The EA was carried out utilizing the condition-based approach. Therefore, we know very little about what the USFS will actually do. Condition-based approach means most of the planning and analysis will occur after the project decision has been made, when the public can not longer have any real input into what is done. This is not in accordance with NEPA.
Now we are waiting for decisions from Regional re the various objections that have been filed.
Long time, no see. I don’t think more paper is the answer. The problem was implementation failures…ultimately expertise was not up to the task. A more involved environmental evaluation won’t fix expertise. You and I know that training and experience are needed, but individuals have to develop their own expertise after being trained and experienced. Accountability for the failures needs to lead to personnel changes (fix the incumbents or change them).
Frank, Frank, Frank
First off were you on the Gila Project fire this year? Secondly were you on the Calf Canyon wildfire?
I doubt it- you are in your cubicle at 12AM or somewhere blasting the Forest Service over what we do. You are probably doing some NEPA analysis and its eating your lunch, so your venting at everyone and everything.
What are you doing reading this material at 12 AM? Maybe you should go out on an fire assignment and help the cause instead of pointing fingers and nay saying, its really annoying. We like to see your points of view but, in a professional and creative way. Also can you back up your allegations on fire operations for the Gila Prescribed (black fire) project fire you mentioned please. Also can you give an example of a shotty EA, that your mentioning and attach it to your words. Thanks Frank don’t be frank any more.
I can give an example of a shoddy EA for Frank……the Santa Fe Mountains Project EA. It utilized condition-based approach, and no one could know really what the USFS intended to do beyond the vaguest broad strokes, if that. They had a map of potential thinning and burning units, and it stated that treatments could be either inside or outside the designated units. Which means they could be anywhere, hopefully at least within the project area!
They did not mention even once the probability of escaped prescribed fire even though they were requested to in scoping comments. That should at least be a part of the cost/benefit analysis.
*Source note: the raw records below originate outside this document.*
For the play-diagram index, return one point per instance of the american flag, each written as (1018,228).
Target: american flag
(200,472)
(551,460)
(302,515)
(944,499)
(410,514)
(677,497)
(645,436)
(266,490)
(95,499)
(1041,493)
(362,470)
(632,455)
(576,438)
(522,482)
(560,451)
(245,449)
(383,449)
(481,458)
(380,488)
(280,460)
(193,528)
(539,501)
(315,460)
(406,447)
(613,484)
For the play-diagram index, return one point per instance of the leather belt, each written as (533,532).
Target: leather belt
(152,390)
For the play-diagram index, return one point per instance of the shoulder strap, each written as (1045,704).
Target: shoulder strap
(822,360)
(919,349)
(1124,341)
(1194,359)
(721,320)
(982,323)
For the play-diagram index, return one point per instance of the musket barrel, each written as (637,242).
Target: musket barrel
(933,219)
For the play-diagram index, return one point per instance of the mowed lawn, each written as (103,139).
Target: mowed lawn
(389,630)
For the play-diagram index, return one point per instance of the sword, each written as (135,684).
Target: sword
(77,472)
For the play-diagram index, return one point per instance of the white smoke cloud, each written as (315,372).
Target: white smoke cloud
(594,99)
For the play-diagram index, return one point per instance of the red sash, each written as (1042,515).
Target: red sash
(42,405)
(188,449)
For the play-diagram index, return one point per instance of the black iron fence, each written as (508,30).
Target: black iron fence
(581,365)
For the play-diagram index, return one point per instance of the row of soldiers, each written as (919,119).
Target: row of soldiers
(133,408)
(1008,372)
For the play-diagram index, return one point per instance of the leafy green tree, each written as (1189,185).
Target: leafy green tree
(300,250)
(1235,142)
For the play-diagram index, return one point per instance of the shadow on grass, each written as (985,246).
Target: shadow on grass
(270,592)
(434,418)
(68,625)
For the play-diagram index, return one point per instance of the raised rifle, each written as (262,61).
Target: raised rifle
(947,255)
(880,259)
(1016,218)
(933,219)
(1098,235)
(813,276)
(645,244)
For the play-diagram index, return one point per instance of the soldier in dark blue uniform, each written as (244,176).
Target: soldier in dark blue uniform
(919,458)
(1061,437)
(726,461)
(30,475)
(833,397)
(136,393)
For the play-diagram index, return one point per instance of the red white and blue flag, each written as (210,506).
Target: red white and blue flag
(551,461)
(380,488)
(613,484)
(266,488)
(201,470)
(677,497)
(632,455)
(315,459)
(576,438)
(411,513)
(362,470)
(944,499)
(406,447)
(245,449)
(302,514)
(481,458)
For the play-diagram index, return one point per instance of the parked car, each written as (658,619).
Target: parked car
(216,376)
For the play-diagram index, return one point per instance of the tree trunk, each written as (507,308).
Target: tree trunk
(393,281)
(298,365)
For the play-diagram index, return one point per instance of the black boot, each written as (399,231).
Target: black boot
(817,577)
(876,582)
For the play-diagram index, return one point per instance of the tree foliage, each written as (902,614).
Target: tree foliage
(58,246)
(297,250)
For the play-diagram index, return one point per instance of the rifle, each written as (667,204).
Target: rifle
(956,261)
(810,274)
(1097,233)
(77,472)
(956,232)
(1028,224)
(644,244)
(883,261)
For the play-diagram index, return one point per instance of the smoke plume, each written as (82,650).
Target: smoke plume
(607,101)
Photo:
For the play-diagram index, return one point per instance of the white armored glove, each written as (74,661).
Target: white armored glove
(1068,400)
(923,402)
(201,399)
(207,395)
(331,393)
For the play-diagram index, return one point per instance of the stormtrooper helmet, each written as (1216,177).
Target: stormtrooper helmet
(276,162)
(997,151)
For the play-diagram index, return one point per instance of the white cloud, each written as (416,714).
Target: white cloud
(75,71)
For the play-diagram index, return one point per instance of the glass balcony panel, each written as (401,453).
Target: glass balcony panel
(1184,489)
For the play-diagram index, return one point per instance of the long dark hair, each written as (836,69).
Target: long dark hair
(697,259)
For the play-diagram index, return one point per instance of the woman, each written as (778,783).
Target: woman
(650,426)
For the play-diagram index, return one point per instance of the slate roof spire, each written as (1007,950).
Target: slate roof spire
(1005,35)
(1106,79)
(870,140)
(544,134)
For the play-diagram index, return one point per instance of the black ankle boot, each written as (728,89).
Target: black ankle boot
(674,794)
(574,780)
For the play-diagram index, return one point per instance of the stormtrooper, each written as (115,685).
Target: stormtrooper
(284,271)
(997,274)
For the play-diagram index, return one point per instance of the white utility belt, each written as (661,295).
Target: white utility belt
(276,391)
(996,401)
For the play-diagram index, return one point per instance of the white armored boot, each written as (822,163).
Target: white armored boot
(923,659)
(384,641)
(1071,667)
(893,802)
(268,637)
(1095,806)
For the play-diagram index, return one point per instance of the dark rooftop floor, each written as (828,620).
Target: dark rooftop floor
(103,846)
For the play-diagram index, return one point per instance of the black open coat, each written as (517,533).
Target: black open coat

They utilized completely non-real world assumptions behind analysis. For the air quality analysis, they assumed — Case 1) that if they don’t do the project as proposed, the entire project area, which has two non-contiguous sections, would burn in it’s entirety in the next 10 years — Case 2) that if they did do the project as proposed, there would be zero fire in the project area in the next ten years. Neither is going to happen. So all their analysis re air quality amounts to a big nothing, just useless. You can bet similar assumptions underlie most of the EA analysis, but they weren’t so blatant as to state it in the document.
So we are paying the price here for shoddy analysis, and lack of any genuine cost/benefit analysis.
And so are firefighters. Imagine the health impacts they have endured from fighting the Hermits Peak/Calf Canyon Fire. I am still trying to recover from the health impacts myself, and of course I was not on the fire, just living some miles away.